How to List Munki Reports Across All Macs
Using Kolide, you can easily view and query Mac Munki Reports across your fleet.
Introduction
This inventory displays a report about the locally installed Munki service on a device. This includes the current installed version of Munki as well as the last status report associated with the device (eg. success = 'true', success = 'false'). Additionally, warning messages may be communicated where the Munki service did not fail completely, but still encountered difficulty.

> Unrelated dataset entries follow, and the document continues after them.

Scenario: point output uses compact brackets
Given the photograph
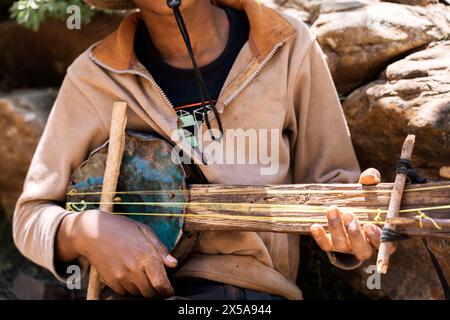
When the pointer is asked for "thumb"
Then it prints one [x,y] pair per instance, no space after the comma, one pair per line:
[168,260]
[370,176]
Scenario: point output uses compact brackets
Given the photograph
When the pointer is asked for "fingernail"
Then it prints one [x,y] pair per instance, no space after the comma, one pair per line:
[314,229]
[333,213]
[348,218]
[171,259]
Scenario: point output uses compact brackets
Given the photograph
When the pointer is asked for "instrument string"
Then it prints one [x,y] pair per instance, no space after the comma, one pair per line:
[82,205]
[74,192]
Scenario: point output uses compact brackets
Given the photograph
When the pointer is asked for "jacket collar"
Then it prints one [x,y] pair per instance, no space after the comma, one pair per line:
[267,28]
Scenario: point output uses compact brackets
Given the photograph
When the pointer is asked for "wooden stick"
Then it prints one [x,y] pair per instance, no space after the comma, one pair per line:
[386,248]
[115,152]
[287,208]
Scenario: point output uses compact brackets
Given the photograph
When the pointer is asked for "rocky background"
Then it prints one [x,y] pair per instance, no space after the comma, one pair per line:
[391,65]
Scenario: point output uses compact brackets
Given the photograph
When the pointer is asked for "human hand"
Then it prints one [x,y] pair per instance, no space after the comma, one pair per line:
[346,234]
[128,255]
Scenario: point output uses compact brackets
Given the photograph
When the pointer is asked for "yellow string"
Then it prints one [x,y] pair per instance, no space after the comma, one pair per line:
[378,216]
[74,192]
[422,215]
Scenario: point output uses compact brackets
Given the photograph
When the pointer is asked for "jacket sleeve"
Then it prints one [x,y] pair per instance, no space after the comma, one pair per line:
[323,148]
[73,129]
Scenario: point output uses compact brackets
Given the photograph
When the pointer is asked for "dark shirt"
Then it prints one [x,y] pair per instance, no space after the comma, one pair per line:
[180,85]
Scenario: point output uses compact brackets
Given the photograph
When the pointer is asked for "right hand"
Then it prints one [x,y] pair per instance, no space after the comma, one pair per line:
[128,255]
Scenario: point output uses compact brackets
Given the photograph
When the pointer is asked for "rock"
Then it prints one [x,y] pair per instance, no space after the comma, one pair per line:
[413,96]
[40,59]
[363,38]
[411,275]
[23,115]
[310,10]
[22,279]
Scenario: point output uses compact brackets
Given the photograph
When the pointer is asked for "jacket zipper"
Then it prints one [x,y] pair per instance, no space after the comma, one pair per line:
[166,99]
[130,71]
[254,75]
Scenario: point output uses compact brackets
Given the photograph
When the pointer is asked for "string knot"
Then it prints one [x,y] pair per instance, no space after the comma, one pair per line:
[422,215]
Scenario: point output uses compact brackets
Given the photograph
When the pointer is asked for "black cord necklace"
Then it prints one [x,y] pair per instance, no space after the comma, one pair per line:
[203,89]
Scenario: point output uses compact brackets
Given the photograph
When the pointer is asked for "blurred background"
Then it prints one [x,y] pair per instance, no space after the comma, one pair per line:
[390,62]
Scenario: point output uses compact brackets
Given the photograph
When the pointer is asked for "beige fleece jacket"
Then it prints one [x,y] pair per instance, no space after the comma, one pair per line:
[279,81]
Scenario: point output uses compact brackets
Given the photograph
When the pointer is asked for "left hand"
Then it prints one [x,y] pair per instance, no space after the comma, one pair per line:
[346,233]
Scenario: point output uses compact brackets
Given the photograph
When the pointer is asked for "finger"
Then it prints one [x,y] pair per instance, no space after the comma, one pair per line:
[166,257]
[361,247]
[131,288]
[156,274]
[337,230]
[373,233]
[116,287]
[370,176]
[144,286]
[320,236]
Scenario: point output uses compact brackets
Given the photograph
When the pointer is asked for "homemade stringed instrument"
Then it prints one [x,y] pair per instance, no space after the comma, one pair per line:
[153,189]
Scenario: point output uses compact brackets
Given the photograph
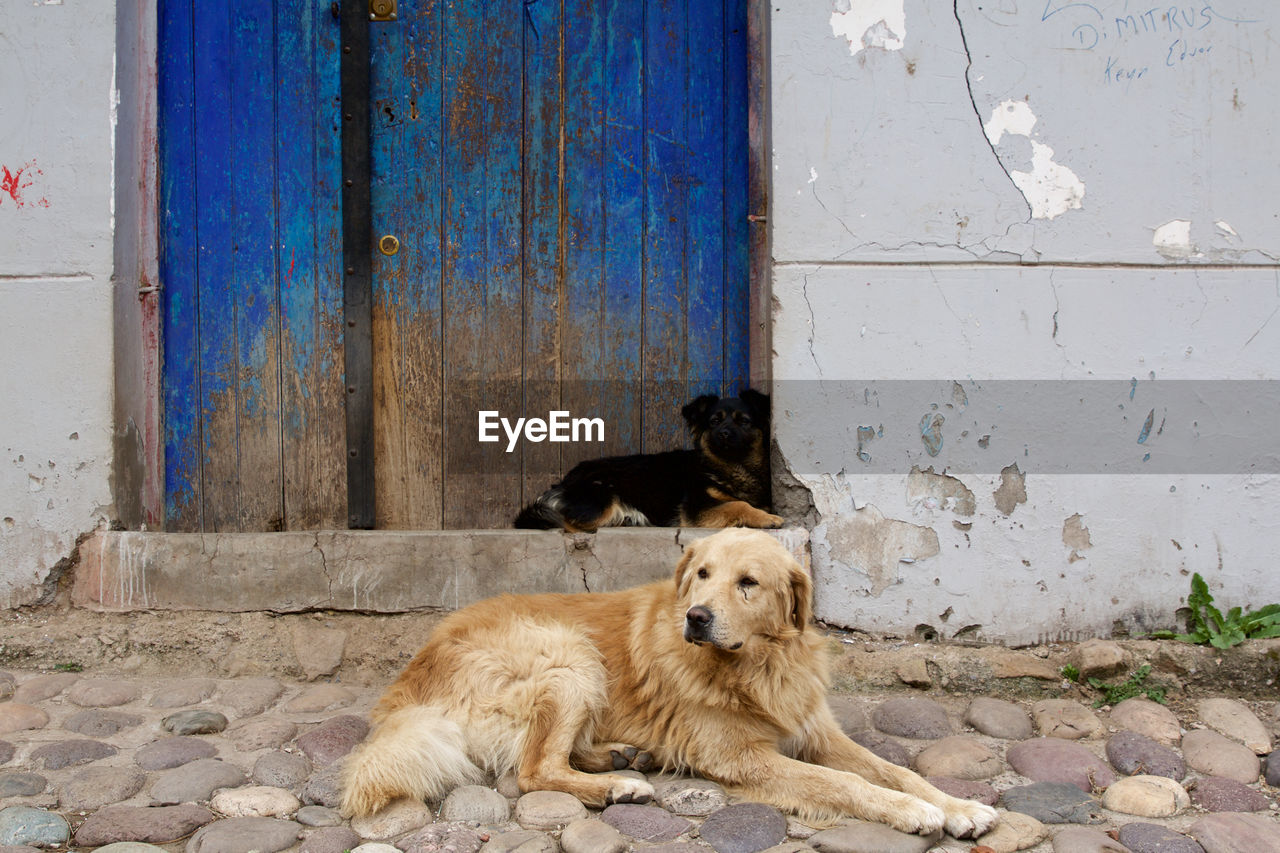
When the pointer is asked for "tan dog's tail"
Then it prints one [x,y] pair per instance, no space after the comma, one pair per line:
[414,752]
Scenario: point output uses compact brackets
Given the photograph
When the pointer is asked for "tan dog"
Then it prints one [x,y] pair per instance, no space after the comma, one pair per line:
[717,673]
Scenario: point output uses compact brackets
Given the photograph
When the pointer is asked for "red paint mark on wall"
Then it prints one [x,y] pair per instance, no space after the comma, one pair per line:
[14,183]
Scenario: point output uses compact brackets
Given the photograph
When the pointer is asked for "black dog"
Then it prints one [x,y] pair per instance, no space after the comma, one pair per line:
[722,483]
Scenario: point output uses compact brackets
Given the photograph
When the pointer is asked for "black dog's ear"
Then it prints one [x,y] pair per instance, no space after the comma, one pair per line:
[695,411]
[757,402]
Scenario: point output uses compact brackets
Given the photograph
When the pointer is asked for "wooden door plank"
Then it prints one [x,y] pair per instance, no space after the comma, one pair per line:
[624,222]
[407,56]
[737,268]
[178,268]
[257,332]
[309,263]
[543,251]
[705,250]
[666,220]
[214,256]
[585,323]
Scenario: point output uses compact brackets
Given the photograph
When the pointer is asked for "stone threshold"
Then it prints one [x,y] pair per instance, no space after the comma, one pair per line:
[380,571]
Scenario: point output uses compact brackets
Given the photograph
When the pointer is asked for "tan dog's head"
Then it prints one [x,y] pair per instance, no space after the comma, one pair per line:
[741,584]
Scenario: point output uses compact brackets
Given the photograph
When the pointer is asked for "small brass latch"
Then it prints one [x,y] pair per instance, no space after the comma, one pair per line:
[382,10]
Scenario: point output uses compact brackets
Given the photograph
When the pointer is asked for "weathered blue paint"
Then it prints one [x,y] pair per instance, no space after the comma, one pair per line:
[181,301]
[570,199]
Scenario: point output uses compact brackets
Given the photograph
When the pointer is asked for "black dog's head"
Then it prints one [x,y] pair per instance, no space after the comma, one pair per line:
[730,428]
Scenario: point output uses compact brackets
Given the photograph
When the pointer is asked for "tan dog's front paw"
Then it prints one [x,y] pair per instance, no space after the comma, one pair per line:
[967,819]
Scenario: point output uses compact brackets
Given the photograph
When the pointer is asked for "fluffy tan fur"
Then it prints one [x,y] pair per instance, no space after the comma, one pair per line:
[561,688]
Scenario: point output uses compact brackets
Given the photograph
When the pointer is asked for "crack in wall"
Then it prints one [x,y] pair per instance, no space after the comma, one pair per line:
[973,101]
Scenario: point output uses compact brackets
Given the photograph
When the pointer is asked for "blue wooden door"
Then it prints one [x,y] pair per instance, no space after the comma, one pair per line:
[566,186]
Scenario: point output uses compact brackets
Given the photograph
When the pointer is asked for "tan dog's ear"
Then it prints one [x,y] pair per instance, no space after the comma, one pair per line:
[682,569]
[801,597]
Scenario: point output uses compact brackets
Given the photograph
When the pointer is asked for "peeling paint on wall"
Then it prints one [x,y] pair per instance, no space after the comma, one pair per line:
[871,23]
[874,544]
[1075,537]
[1050,187]
[1013,489]
[1174,240]
[931,491]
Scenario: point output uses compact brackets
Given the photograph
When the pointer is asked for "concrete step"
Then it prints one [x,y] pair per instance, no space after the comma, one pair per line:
[383,571]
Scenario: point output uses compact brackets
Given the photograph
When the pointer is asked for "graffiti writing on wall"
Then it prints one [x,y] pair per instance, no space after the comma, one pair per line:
[1136,42]
[14,185]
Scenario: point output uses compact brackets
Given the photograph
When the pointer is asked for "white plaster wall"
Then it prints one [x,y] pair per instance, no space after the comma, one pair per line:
[56,114]
[918,168]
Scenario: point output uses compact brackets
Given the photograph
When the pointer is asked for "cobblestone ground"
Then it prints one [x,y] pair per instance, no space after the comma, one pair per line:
[206,765]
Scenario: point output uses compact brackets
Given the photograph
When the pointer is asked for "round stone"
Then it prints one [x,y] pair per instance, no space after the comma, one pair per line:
[1237,833]
[71,753]
[22,825]
[321,697]
[644,822]
[959,757]
[183,692]
[332,839]
[547,810]
[913,717]
[999,719]
[1146,797]
[333,739]
[401,816]
[691,797]
[101,693]
[1065,719]
[318,816]
[1152,838]
[21,784]
[16,716]
[849,712]
[744,828]
[282,770]
[168,753]
[195,781]
[1133,753]
[1150,719]
[1082,839]
[1219,794]
[1234,720]
[251,697]
[965,789]
[260,834]
[187,723]
[444,835]
[521,842]
[865,838]
[590,835]
[1060,761]
[100,724]
[92,788]
[1052,803]
[883,747]
[1014,831]
[1214,755]
[324,787]
[44,687]
[255,801]
[475,803]
[261,733]
[152,825]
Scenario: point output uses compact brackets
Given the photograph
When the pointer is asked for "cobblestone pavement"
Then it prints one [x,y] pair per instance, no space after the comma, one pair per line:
[215,765]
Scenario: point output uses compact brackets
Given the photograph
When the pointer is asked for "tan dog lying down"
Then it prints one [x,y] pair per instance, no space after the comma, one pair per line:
[716,673]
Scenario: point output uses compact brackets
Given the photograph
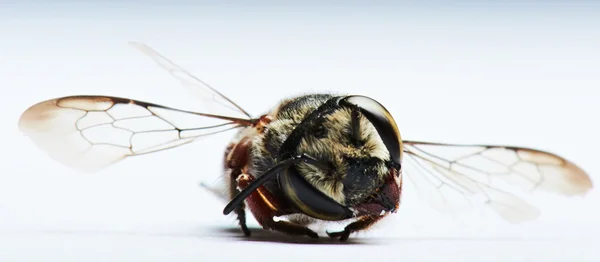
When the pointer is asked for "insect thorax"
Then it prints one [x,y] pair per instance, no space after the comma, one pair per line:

The Munki project describes itself as:
Munki is a set of tools that, used together with a webserver-based repository of packages and package metadata, can be used by macOS administrators to manage software installs (and in many cases removals) on macOS client machines.
For more information about the Munki project, please refer to its official website: The Munki Project and the GitHub project.
What Mac Munki Report Data Can Kolide Collect?
Kolide's endpoint agent bundles in osquery to efficiently collect Mac Munki Reports from Macs in your fleet. Once collected, Kolide will parse, clean up, and centrally store this data in Inventory for your team to view, query, or export via API.
Kolide meticulously documents every piece of data returned so you can understand the results.
Mac Munki Reports Schema
| Column | Type | Description | |
|---|---|---|---|
| id | Primary Key |
Unique identifier for the object |
|
| device_id | Foreign Key |
Device associated with the entry |
|
| device_name | Text |
Display name of the device associated with the entry |
|
| catalogs | Text |
Comma-separated list of Munki catalogs |
|
| console_user | Text |
User logged in at the console during the Munki run |
|
| display_names | Text |
Comma-separated list of display names from manifests |
|
| display_users | Text |
Comma-separated list of display users from manifests |
|
| ended_at | Timestamp |
Timestamp when the Munki run ended |
|
| included_manifests | Text |
Comma-separated list of included manifests |
|
| manifest_name | Text |
Name of the primary manifest |
|
| munki_errors | Text |
Errors reported during the Munki run |
|
| started_at | Timestamp |
Timestamp when the Munki run started |
|
| success | Boolean |
|
|
| warnings | Text |
Warnings reported during the Munki run |
|
| version | Text |
The text representation of the version |
|
| version_major | Bigint |
|
|
| version_minor | Bigint |
|
|
| version_patch | Bigint |
|
|
| version_subpatch | Bigint |
|
|
| version_pre | Text |
|
|
| version_build | Text |
|
|
| collected_at | Timestamp |
Time the row of data was first collected in the database |
|
| updated_at | Timestamp |
Time the row of data was last changed in the database |
|
Why Should I Collect Mac Munki Reports?
IT and Security Administrators can review this inventory to verify the installed Munki client on a device is functioning as expected and not encountering errors.
End-User Privacy Consideration
Kolide practices Honest Security. We believe that data should be collected from end-user devices transparently and with privacy in mind.
When you use Kolide to list Mac Munki Report data from end-user devices, Kolide gives the people using those devices insight into exactly what data is collected, the privacy implications, and who on the IT team can see the data. This all happens in our end-user privacy center which can be accessed directly by employees.